Editorial note: Sergey Dolya, the author of this post is one of the most popular Russian bloggers. This story has happened recently with one of his friends. As it turned out after Sergey have published his original post, the victim was Katya Turtseva, high-ranking employee of international IT company

Recently a friend of mine has had her Skype account hacked. Scammers decided to use this opportunity to trick people from her contact list out of their money. And in just one hour they received more than 100,000 rubles (about $1,500)!

There was a lot of people in her contact list: about 300 of them. Scammers decided to ask her friends’ to borrow relatively small sums of money, 15,000 rubles (about $250) ’till tomorrow’.   This is the maximum amount Yandex Money (a popular Russian payment system) allows to transfer at a time.

The idea was simple: ‘Katya’ wanted to buy some goods online but had no money on her Yandex Money account. This bite-sized approach had credibility and made her friends believe that they were speaking with the victim. They decided to transfer money without a call to their friend; some of them even sent money twice.

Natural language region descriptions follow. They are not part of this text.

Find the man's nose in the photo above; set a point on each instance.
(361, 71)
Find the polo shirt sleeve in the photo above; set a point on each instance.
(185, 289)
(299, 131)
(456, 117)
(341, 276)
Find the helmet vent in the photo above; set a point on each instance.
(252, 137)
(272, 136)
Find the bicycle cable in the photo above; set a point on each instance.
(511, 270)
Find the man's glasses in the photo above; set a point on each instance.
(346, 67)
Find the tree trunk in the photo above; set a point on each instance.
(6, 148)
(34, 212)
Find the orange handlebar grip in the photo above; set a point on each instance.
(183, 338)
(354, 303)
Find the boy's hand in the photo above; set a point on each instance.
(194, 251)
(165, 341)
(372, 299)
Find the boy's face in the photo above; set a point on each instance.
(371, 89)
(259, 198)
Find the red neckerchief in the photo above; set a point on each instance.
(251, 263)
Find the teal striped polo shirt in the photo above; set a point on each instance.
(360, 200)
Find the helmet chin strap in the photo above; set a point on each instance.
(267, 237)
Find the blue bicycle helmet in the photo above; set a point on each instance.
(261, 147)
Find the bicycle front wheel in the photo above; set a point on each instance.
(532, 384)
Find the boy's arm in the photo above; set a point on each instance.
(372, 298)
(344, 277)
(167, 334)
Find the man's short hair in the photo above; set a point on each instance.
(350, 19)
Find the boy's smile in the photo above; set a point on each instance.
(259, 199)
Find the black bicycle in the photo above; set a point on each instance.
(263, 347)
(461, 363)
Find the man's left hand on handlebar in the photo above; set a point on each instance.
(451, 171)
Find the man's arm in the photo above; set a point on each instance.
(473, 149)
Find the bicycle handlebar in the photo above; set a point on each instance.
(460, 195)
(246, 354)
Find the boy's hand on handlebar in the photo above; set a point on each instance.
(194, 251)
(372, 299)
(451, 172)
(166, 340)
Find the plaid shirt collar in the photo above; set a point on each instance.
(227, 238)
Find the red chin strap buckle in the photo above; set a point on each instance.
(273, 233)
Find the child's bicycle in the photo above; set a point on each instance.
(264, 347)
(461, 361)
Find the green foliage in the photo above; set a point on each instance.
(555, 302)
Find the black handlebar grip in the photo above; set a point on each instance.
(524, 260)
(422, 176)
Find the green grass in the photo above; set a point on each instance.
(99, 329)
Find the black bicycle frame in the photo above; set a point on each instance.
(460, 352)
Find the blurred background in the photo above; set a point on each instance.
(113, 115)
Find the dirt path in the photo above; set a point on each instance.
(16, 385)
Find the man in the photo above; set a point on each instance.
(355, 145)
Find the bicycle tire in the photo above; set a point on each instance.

This is one of the conversations fraudsters (F) made with of victim’s friends (V):

  • F: OK. Get straight to the point: I need your help.
  • V: What’s happened? Spill it! And send me a photo.
  • F: I wanted to borrow money till tomorrow)
  • V: How much? I can send you money, if I have enough on my account.
  • F: 15 thousands)
  • V: OK, sure. Where to send?
  • F: Thanks)
  • V: Tell me how to send?
  • F: I need to pay with a card but mine is empty. Can you pay?
  • V: No problem
  • F:…. (the link to payment page)
  • V: I need a recipient’s bank account
  • F: hey! where are you?
  • V: changed nappy
  • F: oh)) here it is: (number of fraudsters’ account)
  • V: I’ll take a photo of invoice and lull Vanya asleep. He is crying.
  • F: OK, I’ll be online
  • V: OK
  • F: Oh, Lena, coming to think of it. Do you have another 15,000? If not, it’s OK you’ve already helped a lot! But if you have, I’ll send you back 30,000 tomorrow + commission at my expense

After the dust had settled, it turned out there was little they people could do to get their money back.

A few days were spent communicating with Skype support service trying to get to the bottom of the problem, however employees needed more than 24 hours to understand what had happened. When they figured out that Katya’s account had been hacked, they sent a link to a password recovery form, without realising that the hackers had changed the email address that was associated with the account.

Onwards, support service asked Katya to fill in the verification form, twice. After three days, the scammers were still sending requests to people on Katya’s friends list. Support service refused to block Katya’s account until they had clarified the situation.

Katya correctly answered all questions from verification form except one: when was your Skype account created. The support service decided that the whole situation is too complicated and recommended her to create another account! By this time, fraudsters had already walked away with around $5,000.

Meanwhile, one of Katya’s friends tried to get refund: she blocked her card and asked that her bank cancel the payment. Her request was accepted. The bank confirmed that she had never worked with this shop before and asked her to file a complaint at the local police department. Her bank requested a copy of this complaint to initiate the investigation of this case.

The police sent her back to the bank: apart from the ordinary documents that were normally needed, they needed a document from her bank stating that an ‘investigation’ had been launched. She found herself bouncing between the police and the bank, with no real end in sight.  Eventually, the police told her the best thing to do was to call the Moscow police, to see if they could assist.

After that Katya’s friend called her bank again. Her card was blocked as well as the money transfer, and it would remain tied-up until the merchant applies for it. Then the bank would transfer the money. So it seems that the money is stuck in no-man’s-land…

When other users tried writing to fraudsters, they didn’t get much luck in appealing to their altruistic side: the fraudsters did not believe that police would do anything substantial on this case and they obviously understood that the Russian legal system combined with Skype security policy made most attempts at resolution moot:

— ***, guys, give us an interview, at least in chat

— ***, f*** off, don’t f*** my brain)

— Common, we do wonder. Katya says you’ve already gathered 100,000 rubles

— Say her go to police. And let the God bless her there… and I’m blessed with my anonymity :C

— It’s unlikely that I can break your anonymity by chat

— You’re just disturbing me


It seems that the only one thing that you can do in this case is to secure your accounts. Here are a few tips for you to follow:

— The best and the most obvious tip is to use a reliable password! Everybody knows it but there is still a lot of thoughtless people.

— Don’t use the same password for different accounts. If you do, there’s a chance you can lose all your accounts.

— Use two-factor authentication to protect your accounts. In this case you’ll receive a short code via SMS or e-mail and use it as a second password.

— Don’t click suspicious links: there are a lot of pages in the web that steal your data. It’s called phishing.